Long-term patters of alcohol use are associated with HIV disease severity, according to a new study led by Dr. Brandon Marshall, Manning Assistant Professor of Epidemiology.
[Photo: Dr. Brandon Marshall]
Unhealthy alcohol use is prevalent among people living with HIV. Heavy alcohol use can have a significant detrimental impact on HIV disease progression through a combination of behavioral and biological processes, although prior research in this area has been limited to cross-sectional or short-term longitudinal studies. Exploring the effects of long-term patterns of alcohol use on HIV disease progression is an important next step.
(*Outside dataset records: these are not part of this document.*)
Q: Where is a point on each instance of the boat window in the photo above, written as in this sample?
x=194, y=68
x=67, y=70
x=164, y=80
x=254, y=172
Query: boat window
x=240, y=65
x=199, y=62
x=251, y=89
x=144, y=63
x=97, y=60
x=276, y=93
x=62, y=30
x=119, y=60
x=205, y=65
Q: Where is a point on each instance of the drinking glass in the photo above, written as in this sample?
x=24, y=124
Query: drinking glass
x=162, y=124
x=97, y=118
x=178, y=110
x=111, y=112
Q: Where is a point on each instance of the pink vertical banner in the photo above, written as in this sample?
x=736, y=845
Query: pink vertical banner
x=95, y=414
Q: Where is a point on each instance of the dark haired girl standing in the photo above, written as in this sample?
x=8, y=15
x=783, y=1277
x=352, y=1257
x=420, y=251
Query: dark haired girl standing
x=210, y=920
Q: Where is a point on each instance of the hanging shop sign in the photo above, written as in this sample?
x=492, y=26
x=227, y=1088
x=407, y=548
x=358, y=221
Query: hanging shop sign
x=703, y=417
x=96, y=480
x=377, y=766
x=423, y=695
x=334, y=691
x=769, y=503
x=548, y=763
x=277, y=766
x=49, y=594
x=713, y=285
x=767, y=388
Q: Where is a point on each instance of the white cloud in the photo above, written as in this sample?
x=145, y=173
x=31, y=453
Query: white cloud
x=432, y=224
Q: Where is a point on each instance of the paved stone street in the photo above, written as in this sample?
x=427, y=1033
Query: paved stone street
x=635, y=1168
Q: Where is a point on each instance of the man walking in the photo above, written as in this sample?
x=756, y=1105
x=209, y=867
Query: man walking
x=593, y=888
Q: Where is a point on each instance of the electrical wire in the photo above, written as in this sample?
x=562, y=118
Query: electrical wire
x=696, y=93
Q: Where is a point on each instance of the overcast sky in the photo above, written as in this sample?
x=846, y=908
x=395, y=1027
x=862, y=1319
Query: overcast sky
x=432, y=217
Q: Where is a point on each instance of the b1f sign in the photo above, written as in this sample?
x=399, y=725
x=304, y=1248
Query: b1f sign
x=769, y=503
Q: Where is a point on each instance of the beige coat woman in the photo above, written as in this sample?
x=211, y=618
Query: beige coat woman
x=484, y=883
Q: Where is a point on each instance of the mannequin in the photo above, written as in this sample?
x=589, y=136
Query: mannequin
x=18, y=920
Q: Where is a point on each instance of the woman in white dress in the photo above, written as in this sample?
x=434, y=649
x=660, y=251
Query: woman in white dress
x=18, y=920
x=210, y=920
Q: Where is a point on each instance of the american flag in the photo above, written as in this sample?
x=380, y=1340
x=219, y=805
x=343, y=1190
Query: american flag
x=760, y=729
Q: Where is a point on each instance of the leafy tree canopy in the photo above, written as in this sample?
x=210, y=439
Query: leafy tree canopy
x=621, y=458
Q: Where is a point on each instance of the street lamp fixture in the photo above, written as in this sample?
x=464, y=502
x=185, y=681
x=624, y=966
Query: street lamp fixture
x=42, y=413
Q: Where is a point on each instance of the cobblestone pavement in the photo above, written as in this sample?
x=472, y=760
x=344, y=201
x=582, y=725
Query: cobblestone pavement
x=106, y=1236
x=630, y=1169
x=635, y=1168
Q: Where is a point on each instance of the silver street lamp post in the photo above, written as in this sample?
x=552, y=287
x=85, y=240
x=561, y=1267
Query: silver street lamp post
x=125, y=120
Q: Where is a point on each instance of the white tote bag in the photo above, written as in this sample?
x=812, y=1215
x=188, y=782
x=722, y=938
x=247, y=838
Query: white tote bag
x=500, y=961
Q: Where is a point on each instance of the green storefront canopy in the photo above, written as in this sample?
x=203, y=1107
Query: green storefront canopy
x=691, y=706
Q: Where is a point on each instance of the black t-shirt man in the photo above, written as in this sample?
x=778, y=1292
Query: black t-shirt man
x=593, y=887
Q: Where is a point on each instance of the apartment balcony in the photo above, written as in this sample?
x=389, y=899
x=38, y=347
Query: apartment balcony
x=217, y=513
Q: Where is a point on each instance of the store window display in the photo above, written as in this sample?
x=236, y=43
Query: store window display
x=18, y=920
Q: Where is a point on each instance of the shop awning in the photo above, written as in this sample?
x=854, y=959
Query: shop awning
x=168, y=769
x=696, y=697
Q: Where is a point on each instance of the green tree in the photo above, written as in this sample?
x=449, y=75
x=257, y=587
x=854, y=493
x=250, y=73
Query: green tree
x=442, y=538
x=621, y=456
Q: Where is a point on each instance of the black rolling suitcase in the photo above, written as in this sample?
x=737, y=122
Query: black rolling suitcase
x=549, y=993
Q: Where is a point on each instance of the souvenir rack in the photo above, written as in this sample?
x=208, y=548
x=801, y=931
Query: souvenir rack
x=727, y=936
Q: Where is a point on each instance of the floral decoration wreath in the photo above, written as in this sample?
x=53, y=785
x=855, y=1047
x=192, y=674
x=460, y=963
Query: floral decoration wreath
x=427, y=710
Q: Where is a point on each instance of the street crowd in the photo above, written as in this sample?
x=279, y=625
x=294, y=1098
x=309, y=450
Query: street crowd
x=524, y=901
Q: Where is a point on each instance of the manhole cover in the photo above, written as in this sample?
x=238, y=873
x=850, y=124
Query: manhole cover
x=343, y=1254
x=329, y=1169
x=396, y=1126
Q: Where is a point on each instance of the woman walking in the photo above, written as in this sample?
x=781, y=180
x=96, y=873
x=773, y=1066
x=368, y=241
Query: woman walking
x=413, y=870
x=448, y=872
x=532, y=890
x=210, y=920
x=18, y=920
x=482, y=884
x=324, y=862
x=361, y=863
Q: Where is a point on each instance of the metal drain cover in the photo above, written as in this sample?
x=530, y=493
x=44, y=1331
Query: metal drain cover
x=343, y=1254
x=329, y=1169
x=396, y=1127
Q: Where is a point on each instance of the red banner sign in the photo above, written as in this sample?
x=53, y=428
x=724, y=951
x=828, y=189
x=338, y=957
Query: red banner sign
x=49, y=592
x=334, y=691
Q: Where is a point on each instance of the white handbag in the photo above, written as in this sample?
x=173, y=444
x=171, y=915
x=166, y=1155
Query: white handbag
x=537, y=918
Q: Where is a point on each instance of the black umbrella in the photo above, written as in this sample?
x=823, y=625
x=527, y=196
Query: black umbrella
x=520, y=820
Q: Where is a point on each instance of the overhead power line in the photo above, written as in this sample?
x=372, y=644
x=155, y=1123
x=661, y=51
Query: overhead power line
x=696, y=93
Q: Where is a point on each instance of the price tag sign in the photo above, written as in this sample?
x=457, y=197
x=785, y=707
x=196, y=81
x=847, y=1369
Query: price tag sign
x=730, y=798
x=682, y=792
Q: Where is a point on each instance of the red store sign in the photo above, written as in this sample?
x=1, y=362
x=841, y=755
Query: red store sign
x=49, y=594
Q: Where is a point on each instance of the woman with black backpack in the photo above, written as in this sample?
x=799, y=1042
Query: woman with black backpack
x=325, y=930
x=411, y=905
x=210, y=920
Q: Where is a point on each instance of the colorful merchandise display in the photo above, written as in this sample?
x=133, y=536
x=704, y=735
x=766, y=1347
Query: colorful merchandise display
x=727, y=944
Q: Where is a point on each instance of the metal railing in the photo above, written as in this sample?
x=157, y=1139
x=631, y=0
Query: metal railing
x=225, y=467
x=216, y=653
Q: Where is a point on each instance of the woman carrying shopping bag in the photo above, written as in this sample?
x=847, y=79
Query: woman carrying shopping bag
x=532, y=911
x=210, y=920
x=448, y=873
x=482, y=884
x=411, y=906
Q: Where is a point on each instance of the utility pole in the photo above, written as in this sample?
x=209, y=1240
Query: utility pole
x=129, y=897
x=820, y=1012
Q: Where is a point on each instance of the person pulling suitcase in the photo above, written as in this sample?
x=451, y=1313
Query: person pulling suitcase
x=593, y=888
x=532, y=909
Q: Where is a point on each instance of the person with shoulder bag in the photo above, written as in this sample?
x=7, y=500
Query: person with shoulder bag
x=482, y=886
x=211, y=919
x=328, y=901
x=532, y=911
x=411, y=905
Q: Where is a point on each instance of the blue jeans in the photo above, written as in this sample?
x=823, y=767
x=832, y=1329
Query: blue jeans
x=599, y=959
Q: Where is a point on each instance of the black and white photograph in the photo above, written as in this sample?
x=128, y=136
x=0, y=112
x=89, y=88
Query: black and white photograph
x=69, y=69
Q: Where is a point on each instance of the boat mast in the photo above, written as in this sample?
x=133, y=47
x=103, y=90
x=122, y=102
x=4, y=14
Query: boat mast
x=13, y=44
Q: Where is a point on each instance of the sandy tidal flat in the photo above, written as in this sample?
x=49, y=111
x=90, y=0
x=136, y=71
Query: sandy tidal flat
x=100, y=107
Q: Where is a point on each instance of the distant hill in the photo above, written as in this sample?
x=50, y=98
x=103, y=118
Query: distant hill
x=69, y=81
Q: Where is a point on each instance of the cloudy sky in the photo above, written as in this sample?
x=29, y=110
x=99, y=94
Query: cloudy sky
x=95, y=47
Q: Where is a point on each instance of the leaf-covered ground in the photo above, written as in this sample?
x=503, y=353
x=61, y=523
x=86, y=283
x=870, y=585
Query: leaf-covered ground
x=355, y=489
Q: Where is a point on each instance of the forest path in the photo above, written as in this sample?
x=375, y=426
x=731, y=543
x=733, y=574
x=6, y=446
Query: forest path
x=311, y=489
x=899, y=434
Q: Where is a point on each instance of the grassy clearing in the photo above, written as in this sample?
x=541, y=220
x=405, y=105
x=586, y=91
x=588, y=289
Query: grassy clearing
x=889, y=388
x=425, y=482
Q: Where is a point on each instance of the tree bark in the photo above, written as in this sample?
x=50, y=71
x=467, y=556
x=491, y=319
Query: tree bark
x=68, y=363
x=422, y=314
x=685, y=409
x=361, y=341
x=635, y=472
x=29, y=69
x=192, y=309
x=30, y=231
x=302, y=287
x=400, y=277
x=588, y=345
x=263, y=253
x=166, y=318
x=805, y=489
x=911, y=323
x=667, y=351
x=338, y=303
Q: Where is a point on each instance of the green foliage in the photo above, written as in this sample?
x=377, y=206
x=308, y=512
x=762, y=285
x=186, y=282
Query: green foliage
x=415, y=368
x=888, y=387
Between 2002 and 2010, the researchers assessed alcohol consumption and HIV disease severity among men and women infected with HIV participating in the Veterans Aging Cohort Study. Among participants, four long-term alcohol consumption trajectories were identified: Abstainers (24%), lower-risk (44 percent), moderate-risk (24 percent), and higher-risk drinkers (8 percent). Four HIV disease severity trajectories were also identified: Low (2 percent), moderate (46 percent), high (36 percent), and extreme (16 percent). Higher-risk drinkers were most common in the extreme HIV disease severity group, and were absent in the low severity group.
The results of this study, published in AIDS, suggest that long-term alcohol consumption and HIV disease severity are linked and interrelated in this group of veterans infected with HIV. Based on these findings, future work should identify whether interventions that successfully reduce alcohol consumption also improve HIV disease severity markers.